In an effort to be more mindful, to pay more attention to the world around me, some of these pieces will include shit I see every day.
I used to take the same route, every day, to and from work. Metra. Millenium. Michigan to Monroe. My route was dutifully consistent until I deviated out of a necessity to escape the brutal cold and even harsher winds in Chicago. The deviation took me into the belly of the city. As you would have it, a tunnel that I sought out in desperate need of comfort, away from the elements, instead pushed me into a state of incredible agitation. When moving away from one thing is actually moving towards another.
It happened over the course of months. A collection of images, smells, and sounds compounding to the point that the accumulation of their weight demanded my attention. I could no longer ignore what everyone else around me, walking, rushing to work, seemed to so effortlessly tune out.

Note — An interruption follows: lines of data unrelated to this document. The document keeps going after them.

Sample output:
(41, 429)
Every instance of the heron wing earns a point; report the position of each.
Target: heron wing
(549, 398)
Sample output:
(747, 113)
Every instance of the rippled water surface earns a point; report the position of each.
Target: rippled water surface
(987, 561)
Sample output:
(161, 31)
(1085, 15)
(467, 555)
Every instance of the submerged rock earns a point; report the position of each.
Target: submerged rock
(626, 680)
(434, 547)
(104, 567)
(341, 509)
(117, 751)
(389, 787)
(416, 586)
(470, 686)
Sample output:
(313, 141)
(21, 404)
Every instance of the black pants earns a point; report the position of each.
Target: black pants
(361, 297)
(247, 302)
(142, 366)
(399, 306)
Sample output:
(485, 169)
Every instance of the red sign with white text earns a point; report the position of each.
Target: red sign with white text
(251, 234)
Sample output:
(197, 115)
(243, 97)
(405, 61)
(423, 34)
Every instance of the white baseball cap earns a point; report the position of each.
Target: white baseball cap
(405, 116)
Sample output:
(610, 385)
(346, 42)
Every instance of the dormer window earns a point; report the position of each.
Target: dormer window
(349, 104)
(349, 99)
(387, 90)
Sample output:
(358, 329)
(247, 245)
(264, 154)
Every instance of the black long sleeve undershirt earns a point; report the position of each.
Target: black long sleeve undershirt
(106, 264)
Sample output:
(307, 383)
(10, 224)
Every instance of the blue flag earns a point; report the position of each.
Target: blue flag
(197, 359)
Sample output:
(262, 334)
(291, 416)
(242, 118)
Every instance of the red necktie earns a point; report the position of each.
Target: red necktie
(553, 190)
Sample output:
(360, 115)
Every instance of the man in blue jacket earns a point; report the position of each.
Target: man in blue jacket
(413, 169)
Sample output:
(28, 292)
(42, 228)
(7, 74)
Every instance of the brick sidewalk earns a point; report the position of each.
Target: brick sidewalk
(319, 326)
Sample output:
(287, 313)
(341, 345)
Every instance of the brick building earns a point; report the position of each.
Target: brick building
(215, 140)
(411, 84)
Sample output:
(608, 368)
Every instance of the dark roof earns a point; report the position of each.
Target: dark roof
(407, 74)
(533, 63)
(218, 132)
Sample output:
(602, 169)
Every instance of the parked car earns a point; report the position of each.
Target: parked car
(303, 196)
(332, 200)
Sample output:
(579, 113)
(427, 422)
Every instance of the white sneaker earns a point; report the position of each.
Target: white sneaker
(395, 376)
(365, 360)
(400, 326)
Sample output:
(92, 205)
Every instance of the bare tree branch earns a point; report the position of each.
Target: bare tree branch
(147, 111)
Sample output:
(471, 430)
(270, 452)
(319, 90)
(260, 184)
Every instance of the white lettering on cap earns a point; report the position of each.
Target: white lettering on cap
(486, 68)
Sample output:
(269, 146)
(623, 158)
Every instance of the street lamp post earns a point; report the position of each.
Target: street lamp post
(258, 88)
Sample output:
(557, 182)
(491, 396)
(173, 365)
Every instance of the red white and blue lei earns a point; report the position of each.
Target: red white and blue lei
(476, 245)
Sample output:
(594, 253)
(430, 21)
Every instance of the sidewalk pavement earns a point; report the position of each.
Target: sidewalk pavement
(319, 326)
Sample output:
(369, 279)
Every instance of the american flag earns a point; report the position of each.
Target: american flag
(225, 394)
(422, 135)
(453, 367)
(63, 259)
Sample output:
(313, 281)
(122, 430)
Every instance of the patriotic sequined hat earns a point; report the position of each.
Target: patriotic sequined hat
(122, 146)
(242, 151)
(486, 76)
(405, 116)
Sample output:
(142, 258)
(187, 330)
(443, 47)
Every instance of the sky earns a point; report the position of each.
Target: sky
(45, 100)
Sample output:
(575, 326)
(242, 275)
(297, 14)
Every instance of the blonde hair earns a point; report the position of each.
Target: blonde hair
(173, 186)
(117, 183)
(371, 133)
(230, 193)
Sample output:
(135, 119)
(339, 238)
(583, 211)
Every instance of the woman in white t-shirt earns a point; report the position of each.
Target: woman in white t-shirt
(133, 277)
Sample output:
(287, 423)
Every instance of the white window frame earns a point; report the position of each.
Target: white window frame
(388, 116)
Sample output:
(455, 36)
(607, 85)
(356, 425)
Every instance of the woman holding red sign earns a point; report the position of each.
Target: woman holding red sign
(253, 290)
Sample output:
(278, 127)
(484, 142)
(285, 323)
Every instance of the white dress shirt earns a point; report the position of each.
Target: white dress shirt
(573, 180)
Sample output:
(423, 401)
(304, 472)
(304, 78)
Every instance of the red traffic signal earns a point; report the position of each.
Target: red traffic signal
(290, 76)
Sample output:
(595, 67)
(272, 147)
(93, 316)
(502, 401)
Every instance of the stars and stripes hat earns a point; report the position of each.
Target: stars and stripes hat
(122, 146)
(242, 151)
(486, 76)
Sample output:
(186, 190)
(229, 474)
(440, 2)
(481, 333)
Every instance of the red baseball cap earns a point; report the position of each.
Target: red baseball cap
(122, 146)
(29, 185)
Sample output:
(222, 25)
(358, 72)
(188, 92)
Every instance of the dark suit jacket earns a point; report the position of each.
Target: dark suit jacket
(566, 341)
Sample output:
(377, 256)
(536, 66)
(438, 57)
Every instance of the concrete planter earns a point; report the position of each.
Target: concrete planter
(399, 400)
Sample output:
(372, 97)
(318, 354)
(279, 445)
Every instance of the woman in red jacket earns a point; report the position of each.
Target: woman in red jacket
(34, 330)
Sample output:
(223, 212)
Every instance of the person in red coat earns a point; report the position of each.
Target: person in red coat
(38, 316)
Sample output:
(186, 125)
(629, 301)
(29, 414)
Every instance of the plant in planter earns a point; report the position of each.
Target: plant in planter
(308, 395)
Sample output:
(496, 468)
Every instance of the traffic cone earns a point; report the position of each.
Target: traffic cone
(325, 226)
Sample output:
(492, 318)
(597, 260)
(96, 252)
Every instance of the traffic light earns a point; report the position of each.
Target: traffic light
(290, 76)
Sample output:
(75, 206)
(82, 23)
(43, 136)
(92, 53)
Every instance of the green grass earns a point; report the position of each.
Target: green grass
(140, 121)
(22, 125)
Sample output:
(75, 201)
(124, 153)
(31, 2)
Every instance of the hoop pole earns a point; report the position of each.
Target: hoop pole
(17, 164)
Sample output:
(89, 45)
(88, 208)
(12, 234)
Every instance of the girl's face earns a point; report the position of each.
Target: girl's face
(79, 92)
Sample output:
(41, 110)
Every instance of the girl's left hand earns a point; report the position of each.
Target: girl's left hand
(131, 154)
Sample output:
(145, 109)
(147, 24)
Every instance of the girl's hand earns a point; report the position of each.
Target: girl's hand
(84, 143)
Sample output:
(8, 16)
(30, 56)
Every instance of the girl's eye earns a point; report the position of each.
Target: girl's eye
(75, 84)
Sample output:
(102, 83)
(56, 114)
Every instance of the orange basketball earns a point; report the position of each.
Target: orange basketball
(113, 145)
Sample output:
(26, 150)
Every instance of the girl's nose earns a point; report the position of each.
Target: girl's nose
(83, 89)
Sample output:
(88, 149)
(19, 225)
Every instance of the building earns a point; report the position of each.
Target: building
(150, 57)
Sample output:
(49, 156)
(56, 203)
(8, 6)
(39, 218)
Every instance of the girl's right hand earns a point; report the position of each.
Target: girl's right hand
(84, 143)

Cracked peanut shells. An empty Crest toothpaste tube. An Auntie Annie’s cup filled with beer… or much likelier, piss. Soiled napkins. McDonald's cups and fry containers strewn across the floor. A man, pushing a person, man or woman unknown, in a wheelchair, covered in navy fleece similar to the one I bury myself into each night at home. Another wheelchair, this time with a man, shaking the logoless white cup, eager to catch change from the rush of workers completely glazing over his existence. A man, sleeping, covered in black, shoulders carved into the rust marble concrete. Human feces, a plop of it. Stuttering. A voice in the corner, talking to itself, or the other self that emerged as a symptom of schizophrenia. An oscillation between muttering and screaming. Coming from the man protected by nothing but a red and blue Cubs jacket and pink leggings worn, gripping his skin.
I look away as soon as I can; unable to stare. Unwanting of a word or two coming my way.
I look away. We all look away.
And soon enough, I emerge from the depths of what feels like hell, thrust back into the weather we all wish we could endlessly avoid. I make my way to the Chase Tower and travel up to the 40 something floor, looking out over the city, with a beautiful view of the lake, and a birds-eye view of the tiny dots of people sitting on corners with cats, cardboard, and a collection of their necessities.
And it feels awful. Because I am unable to shake how complacent I and everyone else around me is with homelessness in the city.
I’ve worked downtown for six months now. And I’m not sure if it’s my awareness (or my lack of awareness before) but I can’t unsee the homelessness around me. My commute, daily, has become a sort of hallway of the homeless, a museum on display that should have never made it to exhibit. (Curated by the master itself, an economic system bolstered by othering.) And quite honestly, my reaction was and has always been one of disgust. Who could live like this?
Or rather, how could anyone choose to live like this? I placed blame on the individual rather on acknowledging the systems and structures that cast people to the street. (And sleep at night casting people into the street when there’s no shortage of homes, no shortage of resources, to ensure that every person at least has the right to food and shelter.) But no.
I ran into an old temporary security guard from my high school once. I was strolling down Michigan Avenue with my mother when I took a double look and realized that the man shaking the cup in the corner of a closed retail shop was a man I knew. I stopped, and walked up to him, choosing, unlike the many people outside, to acknowledge his existence. I’d seen his face so many times, running into Whitney Young, past the metal detectors, late for school. We exchanged words, and I learned that he had no family, no friends, to create the safety net to underpin him as his temporary position came to an end. I walked off, continued my life, as we often have to do to survive, but couldn’t shake the fact that a man who appeared secure (he was quite literally, a security guard), had now found a sordid home off one of Chicago’s busiest shopping streets.
To be quite honest. I’m not sure why I wrote this. I’m sure I will continue my commute. Some days fading into the wave of commuters and workers who I often condemn; who have ignored the humanity in other people. Who have become complacent in someone else's denial of basic human rights? Maybe.
Though, as I think about more, the knot that ties this altogether lies in the question:
What is consciousness, what is knowledge, what is experience, if we are all still complacent? If were are not moved to disrupt, dismantle, or destroy that which we deem unquestionably unjust?